【I-046】未練

 レオナールはあれから魂を抜かれたようになってしまっているマリーの腕を引っ張って、リュックを探した。もう通常通りの任務に戻っている様子の兵士達に気をつけながら、元の石像のところまで戻ると……そこにリュックが隠れもせずに突っ立っていた。レオナールは驚きながら彼の腕も取り、ともかくまたあの物置に慌てて隠れ、修復されている窓をそっと開けてこっそりと脱走したのだった。

 翌日、マリーは集中したいと言ってひとり別の部屋を取り、仲間たちとは接触を断ってしまった。そんな彼女を気にしつつも、レオナール達は自分の稽古に戻ることにした。

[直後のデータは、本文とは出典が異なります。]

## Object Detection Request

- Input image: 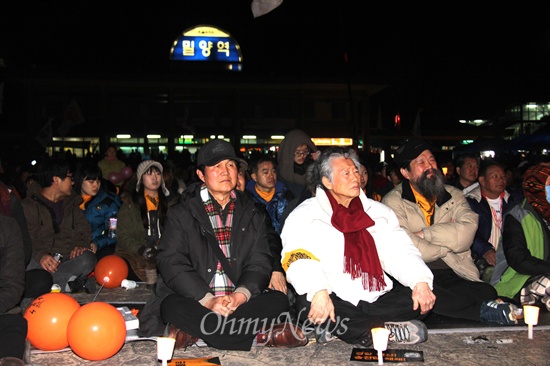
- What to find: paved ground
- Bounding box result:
[27,284,550,366]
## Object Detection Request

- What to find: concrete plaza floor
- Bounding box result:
[24,284,550,366]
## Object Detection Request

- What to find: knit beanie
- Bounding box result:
[523,164,550,221]
[136,160,170,196]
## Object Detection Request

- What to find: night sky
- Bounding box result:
[0,0,550,124]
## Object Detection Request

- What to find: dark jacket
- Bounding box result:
[491,199,550,301]
[465,186,521,260]
[246,179,294,235]
[84,189,122,250]
[139,185,272,336]
[21,193,92,262]
[0,214,25,314]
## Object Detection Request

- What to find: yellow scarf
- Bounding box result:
[80,194,93,211]
[255,187,275,202]
[411,184,436,226]
[144,193,159,212]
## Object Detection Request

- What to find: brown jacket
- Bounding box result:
[382,180,481,281]
[21,193,92,262]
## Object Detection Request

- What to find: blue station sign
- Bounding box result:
[170,25,242,71]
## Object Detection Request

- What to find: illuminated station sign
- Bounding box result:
[170,25,242,71]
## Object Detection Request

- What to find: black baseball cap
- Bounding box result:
[393,139,433,168]
[197,139,240,167]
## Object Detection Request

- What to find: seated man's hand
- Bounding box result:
[307,290,336,324]
[40,254,59,273]
[412,282,435,314]
[204,292,246,317]
[69,247,89,259]
[269,271,288,295]
[204,295,235,317]
[483,249,497,267]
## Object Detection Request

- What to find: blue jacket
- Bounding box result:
[84,189,122,250]
[466,186,522,260]
[246,179,294,235]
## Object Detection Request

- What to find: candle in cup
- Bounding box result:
[371,328,390,365]
[523,305,540,339]
[157,337,176,366]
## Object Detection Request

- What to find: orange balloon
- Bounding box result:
[94,254,128,288]
[24,293,80,351]
[67,302,126,361]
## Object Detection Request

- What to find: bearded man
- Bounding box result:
[382,140,517,325]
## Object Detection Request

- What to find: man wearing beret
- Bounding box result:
[139,140,307,351]
[382,139,517,324]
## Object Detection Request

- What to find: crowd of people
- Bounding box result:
[0,130,550,359]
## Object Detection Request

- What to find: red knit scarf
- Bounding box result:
[327,191,386,291]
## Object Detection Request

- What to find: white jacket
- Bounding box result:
[281,188,433,305]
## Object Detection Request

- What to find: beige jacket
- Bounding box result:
[382,180,480,281]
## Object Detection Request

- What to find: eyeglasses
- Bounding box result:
[294,150,309,156]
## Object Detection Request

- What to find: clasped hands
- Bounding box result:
[205,292,246,317]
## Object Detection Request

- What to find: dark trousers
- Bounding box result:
[0,314,27,359]
[296,281,425,344]
[160,291,288,351]
[432,269,498,321]
[23,269,53,299]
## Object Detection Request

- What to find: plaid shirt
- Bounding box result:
[201,185,236,296]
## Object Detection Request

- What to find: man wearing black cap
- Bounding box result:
[140,140,307,351]
[382,140,517,324]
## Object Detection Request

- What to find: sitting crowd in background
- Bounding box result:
[0,135,550,364]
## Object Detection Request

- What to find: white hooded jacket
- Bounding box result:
[281,188,433,305]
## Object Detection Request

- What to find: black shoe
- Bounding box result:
[67,275,96,294]
[164,323,199,349]
[84,277,96,294]
[67,277,84,293]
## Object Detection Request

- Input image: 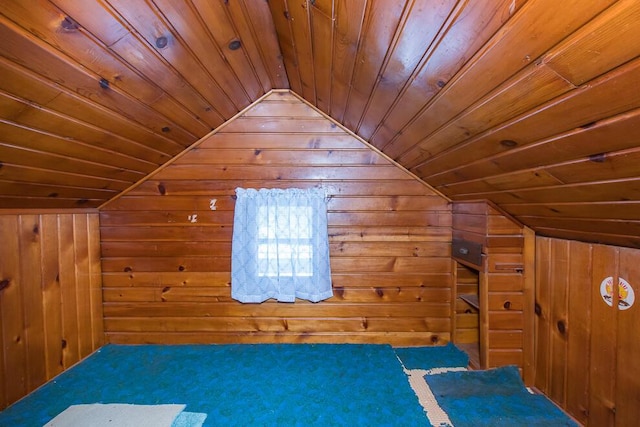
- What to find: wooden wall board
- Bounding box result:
[100,91,452,345]
[535,237,640,426]
[0,212,104,408]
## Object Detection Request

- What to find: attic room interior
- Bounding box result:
[0,0,640,426]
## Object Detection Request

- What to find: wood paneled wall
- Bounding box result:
[452,201,535,384]
[100,91,452,345]
[0,212,104,409]
[535,237,640,427]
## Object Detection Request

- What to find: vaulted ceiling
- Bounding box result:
[0,0,640,247]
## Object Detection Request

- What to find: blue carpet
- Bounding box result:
[0,344,429,426]
[394,343,469,370]
[425,366,577,427]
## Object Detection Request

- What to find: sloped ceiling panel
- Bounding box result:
[0,0,640,247]
[0,0,288,208]
[276,0,640,246]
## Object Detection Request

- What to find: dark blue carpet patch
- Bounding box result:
[425,366,578,427]
[0,344,429,427]
[394,343,469,370]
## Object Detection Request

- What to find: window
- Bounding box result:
[231,188,333,302]
[258,206,313,277]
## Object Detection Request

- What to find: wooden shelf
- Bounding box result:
[458,294,480,310]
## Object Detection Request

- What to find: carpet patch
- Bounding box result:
[425,366,577,427]
[394,343,469,370]
[0,344,429,427]
[44,403,206,427]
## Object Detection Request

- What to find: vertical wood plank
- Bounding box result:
[535,237,552,392]
[589,245,618,426]
[41,214,63,378]
[0,215,28,402]
[615,248,640,427]
[72,214,93,359]
[58,215,79,369]
[87,214,104,351]
[328,0,368,122]
[19,215,47,390]
[547,240,569,406]
[522,227,536,386]
[565,242,594,424]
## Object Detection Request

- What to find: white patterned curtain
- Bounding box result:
[231,188,333,303]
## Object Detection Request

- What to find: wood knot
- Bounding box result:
[556,320,567,335]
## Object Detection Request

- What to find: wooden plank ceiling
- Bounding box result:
[0,0,640,247]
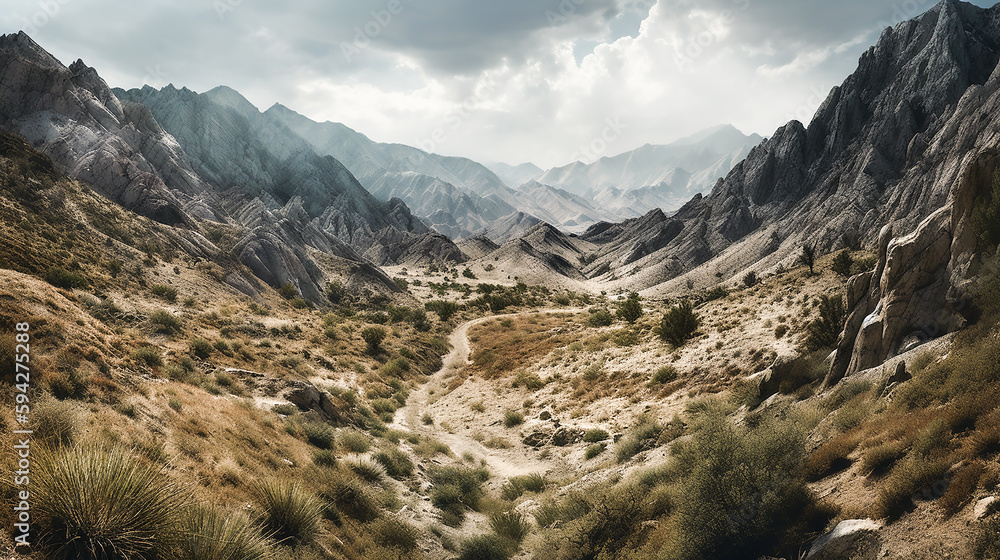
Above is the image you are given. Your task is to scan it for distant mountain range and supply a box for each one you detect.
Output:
[264,105,761,236]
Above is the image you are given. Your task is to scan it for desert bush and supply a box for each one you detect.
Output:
[361,327,385,354]
[490,511,531,544]
[31,398,79,447]
[149,284,177,303]
[805,295,847,352]
[617,292,642,323]
[458,535,511,560]
[132,346,163,367]
[649,366,677,385]
[313,449,337,467]
[32,446,185,560]
[583,443,608,461]
[43,268,90,290]
[587,307,615,328]
[658,301,699,347]
[428,466,490,526]
[583,428,609,443]
[877,454,951,519]
[179,507,275,560]
[302,422,336,449]
[668,413,812,559]
[149,309,183,334]
[424,300,458,321]
[191,337,215,360]
[253,479,323,543]
[339,431,371,453]
[346,457,386,483]
[375,448,414,480]
[503,410,524,428]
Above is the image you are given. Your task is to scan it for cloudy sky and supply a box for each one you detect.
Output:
[0,0,994,167]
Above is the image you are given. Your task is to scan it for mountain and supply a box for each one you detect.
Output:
[370,171,516,239]
[568,0,1000,293]
[0,33,457,302]
[483,162,545,187]
[538,125,762,205]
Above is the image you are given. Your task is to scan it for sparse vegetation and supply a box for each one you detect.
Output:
[658,301,700,347]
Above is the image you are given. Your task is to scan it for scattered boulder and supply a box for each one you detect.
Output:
[521,432,552,447]
[806,519,882,560]
[552,428,583,447]
[972,496,1000,519]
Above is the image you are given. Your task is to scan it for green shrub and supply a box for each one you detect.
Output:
[587,307,615,328]
[180,507,274,560]
[31,399,79,447]
[458,535,511,560]
[132,346,163,367]
[583,443,608,461]
[253,479,323,543]
[583,428,609,443]
[503,410,524,428]
[313,449,337,467]
[658,301,699,347]
[618,292,643,323]
[31,446,185,560]
[149,284,177,303]
[44,268,89,290]
[149,309,183,334]
[191,338,215,360]
[347,457,386,483]
[361,327,385,354]
[339,431,371,453]
[302,423,336,449]
[490,511,531,544]
[424,300,458,321]
[649,366,677,385]
[428,466,490,526]
[806,295,847,352]
[375,448,414,480]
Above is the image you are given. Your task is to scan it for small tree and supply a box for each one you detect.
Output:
[361,327,385,354]
[799,245,816,276]
[659,301,699,346]
[618,292,642,323]
[833,249,854,277]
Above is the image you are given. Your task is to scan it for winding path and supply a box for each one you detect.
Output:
[390,309,579,477]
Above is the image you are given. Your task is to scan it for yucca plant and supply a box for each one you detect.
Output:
[32,446,187,560]
[254,479,323,543]
[180,507,274,560]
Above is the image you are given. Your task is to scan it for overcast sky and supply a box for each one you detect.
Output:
[0,0,994,167]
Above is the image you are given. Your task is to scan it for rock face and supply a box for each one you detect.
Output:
[568,0,1000,295]
[0,33,461,302]
[805,519,882,560]
[824,148,1000,386]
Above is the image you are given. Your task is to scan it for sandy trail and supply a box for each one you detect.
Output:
[390,309,579,477]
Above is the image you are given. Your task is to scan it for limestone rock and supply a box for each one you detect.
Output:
[805,519,882,560]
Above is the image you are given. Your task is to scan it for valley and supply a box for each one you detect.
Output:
[0,0,1000,560]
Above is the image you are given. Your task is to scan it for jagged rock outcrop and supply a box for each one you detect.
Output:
[824,149,1000,386]
[576,0,1000,295]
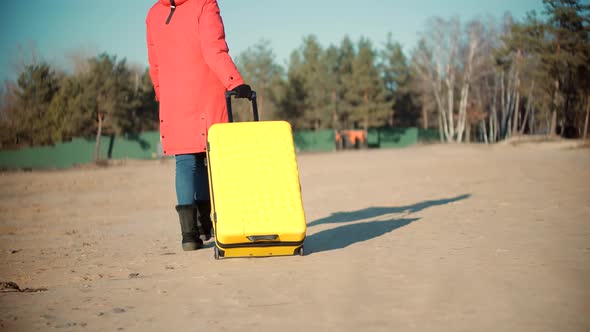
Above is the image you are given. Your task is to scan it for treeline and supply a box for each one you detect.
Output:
[0,0,590,152]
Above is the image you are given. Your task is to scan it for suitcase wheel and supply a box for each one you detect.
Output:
[295,246,304,256]
[213,247,219,259]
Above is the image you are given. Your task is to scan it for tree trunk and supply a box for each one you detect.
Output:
[481,120,491,144]
[549,80,559,136]
[512,91,520,136]
[422,100,428,129]
[549,110,557,136]
[94,112,102,161]
[583,96,590,140]
[519,80,535,135]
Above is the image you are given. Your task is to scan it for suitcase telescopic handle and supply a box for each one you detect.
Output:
[225,91,259,122]
[248,234,279,242]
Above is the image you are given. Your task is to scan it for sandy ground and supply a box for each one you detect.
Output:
[0,143,590,332]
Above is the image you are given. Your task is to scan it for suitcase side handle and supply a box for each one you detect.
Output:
[225,91,260,122]
[248,234,279,242]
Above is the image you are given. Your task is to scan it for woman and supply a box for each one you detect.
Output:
[146,0,252,250]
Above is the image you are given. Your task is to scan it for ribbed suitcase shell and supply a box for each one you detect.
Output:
[207,121,307,257]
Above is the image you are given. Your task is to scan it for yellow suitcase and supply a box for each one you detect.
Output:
[207,92,307,259]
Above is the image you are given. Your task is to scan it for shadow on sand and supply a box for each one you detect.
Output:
[305,194,471,253]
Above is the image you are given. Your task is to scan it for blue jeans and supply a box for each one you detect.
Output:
[176,152,209,205]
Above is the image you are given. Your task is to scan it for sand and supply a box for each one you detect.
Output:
[0,143,590,332]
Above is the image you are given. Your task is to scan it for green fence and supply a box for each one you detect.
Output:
[293,129,336,151]
[0,132,159,169]
[0,128,439,169]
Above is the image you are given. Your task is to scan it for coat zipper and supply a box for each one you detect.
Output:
[166,0,176,25]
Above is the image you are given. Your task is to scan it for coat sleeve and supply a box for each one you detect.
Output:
[199,0,244,90]
[146,20,160,101]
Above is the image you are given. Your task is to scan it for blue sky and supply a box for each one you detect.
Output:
[0,0,543,80]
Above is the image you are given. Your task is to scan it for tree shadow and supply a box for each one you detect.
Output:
[305,218,419,253]
[307,194,471,227]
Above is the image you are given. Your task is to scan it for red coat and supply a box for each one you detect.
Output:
[146,0,244,155]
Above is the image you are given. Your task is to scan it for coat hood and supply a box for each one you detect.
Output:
[158,0,187,7]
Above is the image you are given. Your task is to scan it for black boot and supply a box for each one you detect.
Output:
[197,201,213,241]
[176,205,203,251]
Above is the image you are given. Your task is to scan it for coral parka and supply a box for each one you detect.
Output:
[146,0,244,155]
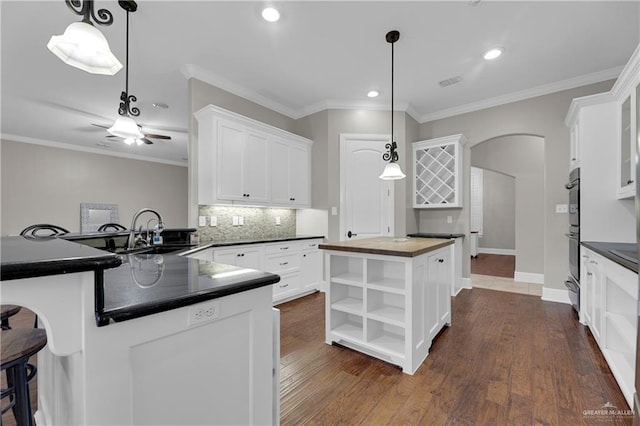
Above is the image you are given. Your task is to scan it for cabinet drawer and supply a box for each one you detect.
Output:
[266,252,300,274]
[300,240,322,250]
[273,274,300,296]
[266,242,300,254]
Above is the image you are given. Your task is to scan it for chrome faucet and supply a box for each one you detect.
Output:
[127,208,164,249]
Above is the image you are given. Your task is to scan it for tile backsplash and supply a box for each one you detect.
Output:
[198,205,296,242]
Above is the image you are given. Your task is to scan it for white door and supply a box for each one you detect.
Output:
[340,134,394,240]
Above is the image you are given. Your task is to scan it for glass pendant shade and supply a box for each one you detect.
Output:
[107,116,144,140]
[47,22,122,75]
[379,163,407,180]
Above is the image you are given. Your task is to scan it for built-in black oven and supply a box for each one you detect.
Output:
[565,168,580,311]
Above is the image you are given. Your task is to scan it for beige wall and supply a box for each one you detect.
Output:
[420,81,613,289]
[470,135,544,274]
[478,168,516,251]
[0,140,188,235]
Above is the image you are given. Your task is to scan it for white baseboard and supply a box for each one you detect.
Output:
[478,247,516,256]
[542,287,571,305]
[513,271,544,284]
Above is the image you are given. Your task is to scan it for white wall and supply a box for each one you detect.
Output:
[420,81,613,290]
[0,140,188,235]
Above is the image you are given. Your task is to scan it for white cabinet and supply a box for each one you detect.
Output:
[325,245,453,374]
[216,120,269,204]
[612,46,640,199]
[413,135,466,208]
[206,238,324,303]
[271,139,310,207]
[213,244,264,270]
[194,105,313,208]
[580,247,638,406]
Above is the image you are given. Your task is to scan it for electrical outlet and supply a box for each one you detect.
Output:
[189,301,220,326]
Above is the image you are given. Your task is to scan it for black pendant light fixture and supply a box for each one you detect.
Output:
[380,30,406,180]
[47,0,122,75]
[107,0,145,145]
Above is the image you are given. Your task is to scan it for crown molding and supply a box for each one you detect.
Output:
[0,133,187,167]
[418,67,623,123]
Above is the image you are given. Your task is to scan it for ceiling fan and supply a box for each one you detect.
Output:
[91,123,171,145]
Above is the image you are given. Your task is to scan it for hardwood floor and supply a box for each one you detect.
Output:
[2,288,632,426]
[0,308,38,426]
[278,289,632,425]
[471,253,516,278]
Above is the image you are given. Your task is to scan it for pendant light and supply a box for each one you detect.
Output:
[47,0,122,75]
[379,30,406,180]
[107,1,144,141]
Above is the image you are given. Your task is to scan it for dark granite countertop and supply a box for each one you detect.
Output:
[187,235,324,254]
[96,252,280,326]
[0,237,280,326]
[0,237,122,281]
[407,232,464,238]
[580,241,638,274]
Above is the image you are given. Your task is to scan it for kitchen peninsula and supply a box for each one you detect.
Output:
[320,237,455,374]
[0,237,279,425]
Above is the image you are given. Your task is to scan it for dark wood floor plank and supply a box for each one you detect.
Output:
[281,289,631,425]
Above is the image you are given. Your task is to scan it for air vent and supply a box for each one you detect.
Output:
[438,75,462,87]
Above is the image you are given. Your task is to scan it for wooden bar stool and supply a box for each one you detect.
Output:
[0,305,21,330]
[0,328,47,426]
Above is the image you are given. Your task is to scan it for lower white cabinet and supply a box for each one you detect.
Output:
[325,245,453,374]
[580,247,638,407]
[189,238,324,303]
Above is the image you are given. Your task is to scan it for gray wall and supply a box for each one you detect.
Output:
[420,80,614,289]
[0,140,188,235]
[470,135,544,274]
[478,168,516,251]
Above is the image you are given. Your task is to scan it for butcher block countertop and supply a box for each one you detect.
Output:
[319,237,454,257]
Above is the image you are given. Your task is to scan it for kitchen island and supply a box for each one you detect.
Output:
[320,237,454,374]
[0,237,279,425]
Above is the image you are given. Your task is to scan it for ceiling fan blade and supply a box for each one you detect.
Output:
[144,133,171,140]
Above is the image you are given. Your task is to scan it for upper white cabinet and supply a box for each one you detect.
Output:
[413,135,466,209]
[194,105,313,208]
[271,139,310,207]
[612,49,640,199]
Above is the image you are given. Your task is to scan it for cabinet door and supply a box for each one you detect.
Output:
[271,139,291,205]
[242,131,269,203]
[300,249,322,290]
[435,247,453,326]
[289,146,310,206]
[215,120,246,200]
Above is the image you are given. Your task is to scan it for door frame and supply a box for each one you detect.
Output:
[339,133,395,241]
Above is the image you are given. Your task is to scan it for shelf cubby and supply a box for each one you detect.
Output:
[331,310,363,341]
[367,290,406,327]
[367,259,406,294]
[331,283,364,315]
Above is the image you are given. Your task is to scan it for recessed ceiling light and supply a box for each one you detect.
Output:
[482,47,504,61]
[262,7,280,22]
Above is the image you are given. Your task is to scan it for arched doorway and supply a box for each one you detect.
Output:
[470,135,545,294]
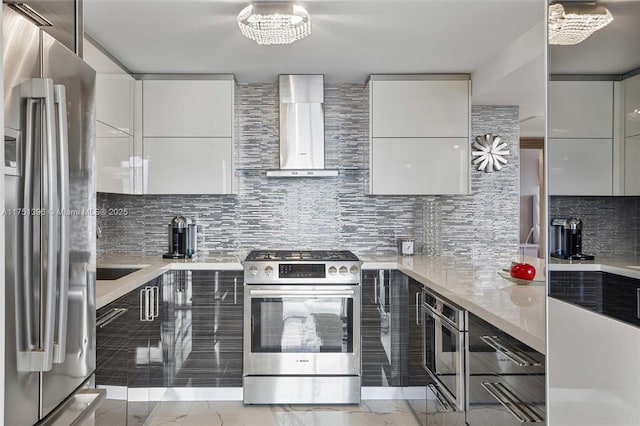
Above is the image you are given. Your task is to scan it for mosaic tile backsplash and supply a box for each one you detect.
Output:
[549,196,640,257]
[98,84,519,259]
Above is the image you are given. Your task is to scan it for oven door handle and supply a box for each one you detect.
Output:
[250,289,355,298]
[427,383,456,412]
[422,303,460,333]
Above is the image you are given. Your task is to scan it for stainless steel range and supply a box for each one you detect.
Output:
[243,251,362,404]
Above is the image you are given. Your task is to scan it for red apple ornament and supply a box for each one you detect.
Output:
[510,263,536,281]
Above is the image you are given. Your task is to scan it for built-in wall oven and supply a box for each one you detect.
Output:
[243,251,362,404]
[422,290,467,426]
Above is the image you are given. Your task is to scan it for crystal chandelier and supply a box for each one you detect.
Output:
[238,2,311,44]
[549,2,613,45]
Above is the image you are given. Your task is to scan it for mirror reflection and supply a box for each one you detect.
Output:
[547,0,640,424]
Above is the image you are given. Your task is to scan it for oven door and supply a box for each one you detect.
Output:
[422,304,466,412]
[244,285,360,375]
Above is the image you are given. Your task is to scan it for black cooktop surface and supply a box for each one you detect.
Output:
[245,250,359,262]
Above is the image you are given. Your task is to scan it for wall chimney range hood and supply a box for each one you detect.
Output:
[267,74,338,177]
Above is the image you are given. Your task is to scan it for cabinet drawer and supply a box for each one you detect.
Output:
[468,315,545,375]
[142,80,234,137]
[371,138,469,195]
[466,376,546,426]
[370,80,470,138]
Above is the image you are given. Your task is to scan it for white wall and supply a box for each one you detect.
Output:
[520,149,542,243]
[0,7,5,423]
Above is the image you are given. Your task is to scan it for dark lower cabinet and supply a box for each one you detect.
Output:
[96,270,243,426]
[361,270,430,424]
[466,313,546,426]
[549,271,640,326]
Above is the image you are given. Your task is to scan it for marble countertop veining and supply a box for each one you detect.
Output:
[549,256,640,279]
[96,254,546,354]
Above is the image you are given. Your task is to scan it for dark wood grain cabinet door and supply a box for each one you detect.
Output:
[165,270,243,387]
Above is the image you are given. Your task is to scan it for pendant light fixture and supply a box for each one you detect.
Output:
[549,1,613,45]
[238,2,311,44]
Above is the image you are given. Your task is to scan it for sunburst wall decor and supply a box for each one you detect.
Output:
[471,133,509,173]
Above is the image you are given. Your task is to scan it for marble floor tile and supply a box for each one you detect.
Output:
[145,400,418,426]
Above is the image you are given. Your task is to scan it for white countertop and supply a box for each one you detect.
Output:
[96,255,546,354]
[549,256,640,279]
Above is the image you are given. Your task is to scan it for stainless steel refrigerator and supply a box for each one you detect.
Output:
[2,6,104,426]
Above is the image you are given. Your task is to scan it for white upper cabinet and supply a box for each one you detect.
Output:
[370,76,470,138]
[624,136,640,195]
[96,74,134,135]
[143,79,234,137]
[84,40,135,194]
[369,75,471,195]
[143,138,233,194]
[371,138,469,195]
[549,81,613,139]
[548,138,613,196]
[624,74,640,137]
[142,76,236,194]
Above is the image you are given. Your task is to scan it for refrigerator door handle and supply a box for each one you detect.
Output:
[50,84,70,364]
[16,78,58,371]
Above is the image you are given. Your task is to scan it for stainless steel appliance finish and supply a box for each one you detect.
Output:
[2,6,96,425]
[422,290,468,426]
[162,216,198,259]
[267,74,338,177]
[550,217,594,260]
[243,251,362,404]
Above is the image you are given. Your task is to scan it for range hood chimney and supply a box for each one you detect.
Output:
[267,74,338,177]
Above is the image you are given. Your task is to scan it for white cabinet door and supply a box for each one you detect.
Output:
[370,80,470,138]
[624,74,640,137]
[143,138,233,194]
[624,136,640,195]
[96,133,133,194]
[549,81,613,139]
[142,80,233,138]
[548,139,613,195]
[371,138,470,195]
[96,74,134,135]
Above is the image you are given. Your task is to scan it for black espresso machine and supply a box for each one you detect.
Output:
[162,216,197,259]
[550,217,593,260]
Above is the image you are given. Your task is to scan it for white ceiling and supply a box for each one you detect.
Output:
[84,0,545,136]
[549,0,640,74]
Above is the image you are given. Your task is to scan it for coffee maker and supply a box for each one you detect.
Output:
[162,216,197,259]
[550,217,593,260]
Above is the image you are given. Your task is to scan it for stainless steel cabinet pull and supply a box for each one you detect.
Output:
[53,84,71,363]
[140,288,147,321]
[482,382,544,423]
[480,336,542,367]
[233,277,238,305]
[427,384,455,412]
[151,286,160,320]
[96,308,128,328]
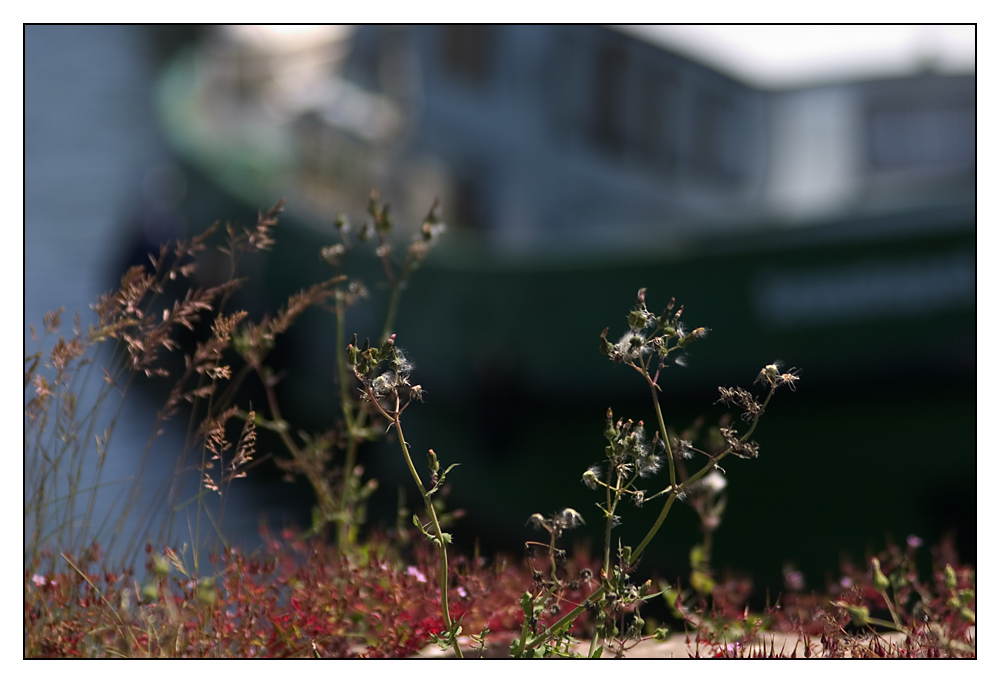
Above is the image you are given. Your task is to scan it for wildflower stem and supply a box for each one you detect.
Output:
[392,396,462,659]
[518,585,605,654]
[632,491,677,561]
[643,372,677,486]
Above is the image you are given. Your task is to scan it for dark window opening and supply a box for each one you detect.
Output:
[691,96,739,185]
[592,46,628,152]
[441,24,493,83]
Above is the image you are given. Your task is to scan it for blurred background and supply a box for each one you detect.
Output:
[25,25,976,589]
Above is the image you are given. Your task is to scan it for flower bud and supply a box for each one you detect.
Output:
[153,555,170,579]
[872,557,889,593]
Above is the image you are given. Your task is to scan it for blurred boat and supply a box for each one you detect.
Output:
[148,26,976,572]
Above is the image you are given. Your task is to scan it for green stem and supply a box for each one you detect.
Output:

 「……今日は、もう遅え。このくれえにして、あと一日、頑張ろうぜ」

 宿の稽古場で汗した後、レオナールはまだ痛む右手首を擦りながら、ジャンとアナに声を掛ける。……あれから、リュックも鬘を被ってはいるが、魔術練習場で頑張っている筈だ。迎えに行ってやろうと、同じく部屋に帰る者で混雑し始めた玄関広間への通路へ差し掛かった時、そこに美しい銀の髪を見た。

 「……あ。マリー……」

 レオナールは小さく声を掛けようとしたが、その厳しい表情に躊躇ってしまう。彼女は気付かないのか、流れに逆流して稽古場へ入っていった。日が傾いて、薄暗くなり人も疎らになったそこで、彼女は人形を相手に斬り込みを始める。ジャンはその姿を見て、はあと感心した。

 「……マリーの姉ちゃん、喋っててうるせえとよく分かんねえけどさ……ああして黙って戦ってっと、凄えカッコいいよな」

 同じ感想を、彼以外の者も抱いているようだ。……稽古場を囲む硝子窓の周囲には人だかりが出来て、一様に彼女のその姿を眺めては感嘆の溜め息を漏らし、若い女性に至っては黄色い歓声まで上げていた。アナも頬に手を当てて、惚れ惚れと呟く。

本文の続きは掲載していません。